Oczywiście trzeba będzie to potestować w większe mrozy jak i upały latem.

DSC01446.jpg

DSC01446.jpg

DSC01446.jpg

DSC01446.jpg

Edytowano przez BIGL (zobacz historię edycji)
Link do komentarza
  • 3 tygodnie temu...

Witam,
Gratuluję własnorobnej budowy. Niebawem będę klecił kotłownie prawie taką jak Twoja, możesz powiedzieć jak sprawuje się u Ciebie U-ruka, blokuje wychładzanie ufora? Nie masz też ochrny powrotu, poci się kocioł? Przy jakiej temperaturze załącza się pompa ładująca bufor? I jeszcze zawór termostatyczny na wyjściu wężownicy CWU bo chyba jest u Ciebie-potrzebny? Przepraszam za tyle pytań, ale jest tyle sprzecznych wypowiedzi na powyższe. U Ciebie już to wszystko działa więc wiesz co się srawdziło, czy może coś byś teraz zmienił.
Link do komentarza
Dzięki icon_biggrin.gif
U-rurka sprawuje się bardzo dobrze , pod warunkiem że zamknę czopuch i dolot powietrza do kotła. Nie wiem czemu ma to wpływ , ale przy otwartym czopuchu i dolocie u-rurka bywała ciepła (grawitacja). Moim zdaniem ochrona powrotu przy buforze jest całkowicie zbędna, kocioł pracuje w zakresie 50-90* wszystko jest suche jak wiór. Po 3 sezonach po lekkim przetarciu szczotką ścianki kotła i ruszt wyglądają na fabrycznie nowe (brak kondensatu, smoły itp.).
Pompę ładującą bufor załączam ręcznie po osiągnięciu 50-60 * - przy buforze trzeba zainwestować w sterownik badający temperaturę czopucha - tradycyjny sterownik na zasilaniu nie zda egzaminu.
Zawór termostatyczny CWU w przypadku bufora jest konieczny - ładuję bufor bardzo wysoko 90-100* i tyle ma CWU na wyjściu z wężownicy. Gdyby to poszło na resztę instalacji to mogło by dojść do tragedii.
Pytaj śmiało icon_biggrin.gif - postaram się na wszystko odpowiedzieć.

Pozdrawiam
Link do komentarza
Rozwiewasz moje wątpliwości.
Rozumiem, że włączasz pompę dopiero po uzyskaniu stabilnej temperatury na kotle, ale w czym miałby pomóc sterownik z pomiarem temperatury czopucha? Ja rozpalając kocioł metodą od góry, już na początku uzyskuję bardzo wysoką temperaturę spalin, więc pompa włączała by się zbyt wcześnie. Co prawda, jest to stary Kamino, może w nowym będzie to wyglądało inaczej. Jeszcze chwilę i wszystko się wyjaśni, wczoraj zacząłem łączyć wszystkie klocki w jedną całość.
Jeszcze sterowanie pogodowe - zamierzam zastosować zawór termostatyczny i od czasu do czasu skorygować temperaturę zasilania podłogówki, ale może warto trochę doinwestować w sterownik pogodowy - Warto???
Link do komentarza
Sterowanie pogodowe to podstawa przy podłogówce - przez 1 tydzień miałem wyłączony sterownik (zawór w trybie ręcznym) - częstotliwość palenia wzrosła niemal dwukrotnie. Ja mam najtańszy sterownik i KEY-a i w zupełności daje radę.

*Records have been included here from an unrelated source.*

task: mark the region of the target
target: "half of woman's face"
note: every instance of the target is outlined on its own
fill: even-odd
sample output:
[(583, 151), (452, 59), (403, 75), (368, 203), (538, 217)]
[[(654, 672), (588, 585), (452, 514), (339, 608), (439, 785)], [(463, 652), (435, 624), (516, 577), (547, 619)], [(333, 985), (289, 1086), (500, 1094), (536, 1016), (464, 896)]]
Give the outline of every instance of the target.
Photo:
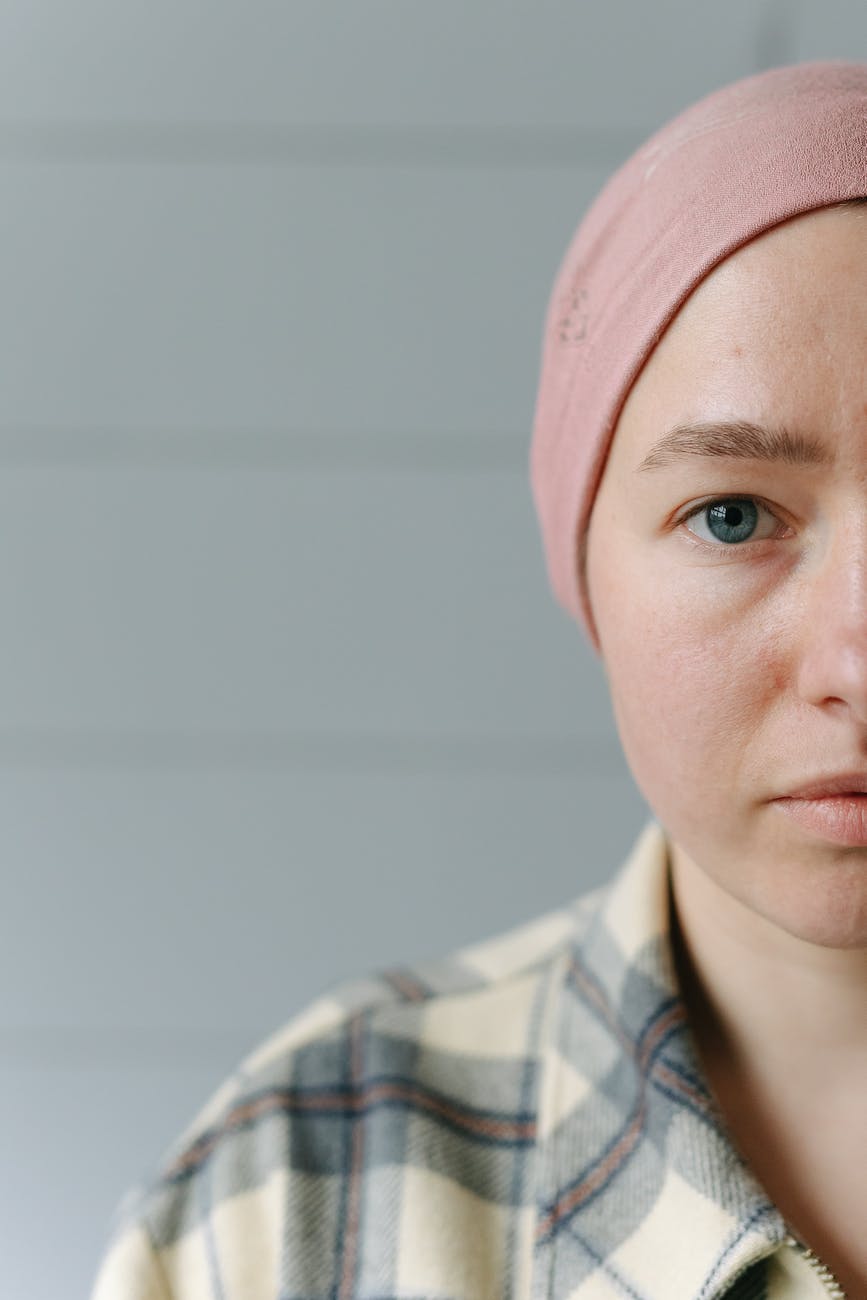
[[(755, 426), (751, 454), (744, 428), (654, 451), (697, 424)], [(788, 221), (698, 286), (624, 406), (586, 563), (627, 760), (676, 853), (792, 935), (867, 946), (867, 846), (773, 802), (867, 776), (867, 213)]]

Zwykły sterownik CO bada temperaturę na róże zasilającej lub też w górnej części płaszcza, gdy osiągnie np. 50* to wtedy włącza pompę. Wyłączy ją wtedy gdy temperatura spadnie poniżej tych 50* - czyli pompa będzie przez cały czas pracowała (nawet jak się skończy palić) ponieważ zacznie zabierać ciepłą wodę z bufora.
Sterownik z czujnikiem na czopuchu załączy pompę przy nastawionej temperaturze i wyłączy ją po ustaniu procesu spalania, a oto nam chodzi.
Ten sterownik ma być opcjonalnie tak aby wszystko zautomatyzować icon_biggrin.gif . Nie zawsze jesteśmy w domu podczas palenia i stąd ten pomysł. Wszystko ma być proste jak cep , ale zarazem też wygodne icon_idea.gif

Link do komentarza
  • 2 miesiące temu...
Napisano (edytowany)
Z dłuższej obserwacji muszę stwierdzić że U-rurka nie do końca załatwia sprawę zwrotnej grawitacji. W sezonie grzewczym kiedy jest włączona pompa podłogówki wszystko jest OK, kiedy jednak wyłączymy pompę i używamy bufora tylko do grzania CWU rurki robią się gorące.
Zjawisko występuje tylko przy całkowicie naładowanym buforze, i ustaje gdy spadnie temperatura w dolnej części. Nie jest to specjalnie uciążliwe i myślę że zawór zwrotny klapowy na poziomym odcinku rury zasilającej załatwi sprawę.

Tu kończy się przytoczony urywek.